La laitière de Vermeer exposition au Rijksmuseum à Amsterdam
La Laitière examinée au scanner Macro-XRPD.
Photo Rijksmuseum

Une esquisse préliminaire similaire à la peinture noire est visible sur le mur derrière la tête de la jeune femme. En comparant les résultats obtenus à l’aide des dernières techniques de recherche, il apparaît clairement que Vermeer a utilisé la peinture noire pour dessiner un porte-pichet et plusieurs pichets, mais qu’il ne les a pas développés davantage. Le porte-pichet, une planche de bois munie d’ergots, était utilisé dans les cuisines du XVIIe siècle pour suspendre plusieurs pichets en céramique par l’anse. Un garde-manger de la maison de Vermeer contenait un objet similaire, et une version miniature d’un tel porte-pichet se trouve ailleurs au Rijksmuseum, dans la maison de poupées de Petronella Oortman (vers 1690).

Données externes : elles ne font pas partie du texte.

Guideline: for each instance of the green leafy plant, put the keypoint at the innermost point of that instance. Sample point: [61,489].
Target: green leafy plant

Les recherches récentes ont permis d’obtenir des images beaucoup plus détaillées qu’auparavant. Elles ont permis aux scientifiques d’identifier le panier découvert précédemment, en bas à droite de la peinture, comme étant un « panier à feu« . Tissé à partir de tiges de saule, ce type de panier était un article ménager courant pour les jeunes familles. Un bol à feu contenant des charbons ardents était placé dans le panier pour garder les nouveaux-nés au chaud et pour sécher les couches. Des documents d’archives du XVIIème siècle, dont l’inventaire de la succession de Vermeer, révèlent qu’un tel objet se trouvait dans sa maison, où vivait sa grande famille. Dans le tableau, Vermeer a ensuite recouvert le brasero avec le poêle à pied, les carreaux de faïence de Delft et le sol.